Spent a few days getting a C++ based version of Easy Diffusion working, using stable-diffusion.cpp. I’m working with a fork of stable-diffusion.cpp here, to add a few changes like per-step callbacks, live image previews etc. It doesn’t have a UI yet, and currently hardcodes a model path. It exposes a RESTful API server (written using the Crow C++ library), and uses a simple task manager that runs image generation tasks on a thread. The generated images are available at an API endpoint, and it shows the binary JPEG/PNG image (instead of base64 encoding).

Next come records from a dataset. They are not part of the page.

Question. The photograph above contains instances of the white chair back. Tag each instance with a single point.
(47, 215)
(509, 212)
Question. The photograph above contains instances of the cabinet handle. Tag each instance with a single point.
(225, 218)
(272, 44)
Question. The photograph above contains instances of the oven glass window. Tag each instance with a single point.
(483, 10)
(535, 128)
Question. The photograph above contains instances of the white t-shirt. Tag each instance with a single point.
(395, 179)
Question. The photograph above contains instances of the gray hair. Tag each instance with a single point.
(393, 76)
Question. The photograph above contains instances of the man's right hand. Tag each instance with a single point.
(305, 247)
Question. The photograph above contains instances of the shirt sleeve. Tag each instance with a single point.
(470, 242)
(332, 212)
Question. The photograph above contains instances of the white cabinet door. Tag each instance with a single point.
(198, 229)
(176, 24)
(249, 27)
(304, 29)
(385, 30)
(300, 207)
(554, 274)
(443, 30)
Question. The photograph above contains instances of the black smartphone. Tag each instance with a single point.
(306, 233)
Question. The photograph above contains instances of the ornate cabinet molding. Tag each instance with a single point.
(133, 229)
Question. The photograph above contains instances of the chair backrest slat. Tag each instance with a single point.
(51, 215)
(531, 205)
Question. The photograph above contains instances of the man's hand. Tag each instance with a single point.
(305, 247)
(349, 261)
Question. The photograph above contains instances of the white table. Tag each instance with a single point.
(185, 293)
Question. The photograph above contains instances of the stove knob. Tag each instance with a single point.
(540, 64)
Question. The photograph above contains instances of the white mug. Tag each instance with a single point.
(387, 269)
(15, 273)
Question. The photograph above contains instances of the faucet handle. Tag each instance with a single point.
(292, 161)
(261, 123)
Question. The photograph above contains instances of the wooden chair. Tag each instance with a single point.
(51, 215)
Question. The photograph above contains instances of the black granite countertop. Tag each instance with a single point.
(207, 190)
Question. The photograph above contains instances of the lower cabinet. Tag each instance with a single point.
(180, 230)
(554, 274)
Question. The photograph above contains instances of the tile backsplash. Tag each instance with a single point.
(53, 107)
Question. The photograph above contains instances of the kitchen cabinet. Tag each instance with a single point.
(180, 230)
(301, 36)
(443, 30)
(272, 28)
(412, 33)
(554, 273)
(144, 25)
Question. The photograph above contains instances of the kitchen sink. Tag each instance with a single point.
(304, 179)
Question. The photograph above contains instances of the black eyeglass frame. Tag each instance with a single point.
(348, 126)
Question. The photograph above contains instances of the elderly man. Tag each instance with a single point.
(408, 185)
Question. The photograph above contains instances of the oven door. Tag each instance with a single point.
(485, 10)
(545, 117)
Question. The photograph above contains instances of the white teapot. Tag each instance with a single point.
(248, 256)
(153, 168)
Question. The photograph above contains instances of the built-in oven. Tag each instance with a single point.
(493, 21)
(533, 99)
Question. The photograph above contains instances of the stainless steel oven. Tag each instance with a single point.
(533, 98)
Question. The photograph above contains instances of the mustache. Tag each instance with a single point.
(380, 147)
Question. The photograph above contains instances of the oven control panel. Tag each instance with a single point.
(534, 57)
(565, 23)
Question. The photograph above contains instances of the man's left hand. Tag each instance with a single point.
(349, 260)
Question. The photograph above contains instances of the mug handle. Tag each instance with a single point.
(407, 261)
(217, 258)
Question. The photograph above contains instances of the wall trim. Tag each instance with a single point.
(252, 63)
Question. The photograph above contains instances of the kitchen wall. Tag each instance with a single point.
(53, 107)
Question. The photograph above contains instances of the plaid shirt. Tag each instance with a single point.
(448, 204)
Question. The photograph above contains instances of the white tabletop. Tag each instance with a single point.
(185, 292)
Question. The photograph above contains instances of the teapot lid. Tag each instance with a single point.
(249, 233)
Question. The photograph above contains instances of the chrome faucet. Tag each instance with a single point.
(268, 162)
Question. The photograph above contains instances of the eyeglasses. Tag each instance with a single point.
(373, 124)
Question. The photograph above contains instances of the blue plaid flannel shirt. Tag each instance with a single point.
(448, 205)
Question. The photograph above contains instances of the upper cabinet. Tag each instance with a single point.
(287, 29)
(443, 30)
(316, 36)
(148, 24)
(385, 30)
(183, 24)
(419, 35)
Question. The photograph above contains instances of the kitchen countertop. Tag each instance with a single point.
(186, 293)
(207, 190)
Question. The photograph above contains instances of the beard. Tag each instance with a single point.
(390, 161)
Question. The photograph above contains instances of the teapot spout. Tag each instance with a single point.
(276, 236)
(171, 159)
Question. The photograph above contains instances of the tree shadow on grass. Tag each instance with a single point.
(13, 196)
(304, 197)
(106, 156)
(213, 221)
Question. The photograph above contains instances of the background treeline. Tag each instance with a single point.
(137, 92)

Wrote a simple hex-dumper for analysing dll and executable files. Uses pefile.

  • #car
  • #simulation
  • #game
  • #drs
  • #featured

Continuing on the race car simulator series. Last week, the “effective tire friction” calculation was implemented, which modeled the grip at the point of contact between the tire and the road surface. This intentionally did not take into account the vertical load (or any other forces), since the purpose was limited to calculating the “effective” friction coefficient based on the material conditions. The next step was implemented yesterday, which calculates the effective force the tire will apply on the wheel axle, in reaction to the torque applied by the engine on the wheel axle. That reaction force will cause the car to move forward. It also factors in the existing inertial force (i.e. if the car is already moving) in order to model sideways slip (e.g. for drifting).

  • #findstarlink

Following up on yesterday’s post, there’s now full automation for the conversion of provisional NORAD IDs to the official one (once they’re available in Celestrak). This automation is still waiting to be deployed, because it needs to be tested with the official NORAD IDs for yesterday’s Starlink launch (G6-77), once they’re assigned next week. This automation has been now been deployed. So now, the only processes still done manually are (a) selecting a new leader for a train, if the current leader drifts away from the train, and (b) removing old trains that have spread out completely.

  • #findstarlink

Spent two days automating some of the processes around findstarlink.com, and updating some of the code that had started bit-rotting. Most of FindStarlink’s operations run as individual AWS Lambda functions, that are triggered periodically by CloudWatch Events (and Schedules). But a few processes are still done manually, mainly due to a mix of laziness and also being a bit tricky to automate. I also needed to migrate the existing automations to a newer NodeJS runtime in AWS Lambda, since the current runtime was nearing end-of-life support.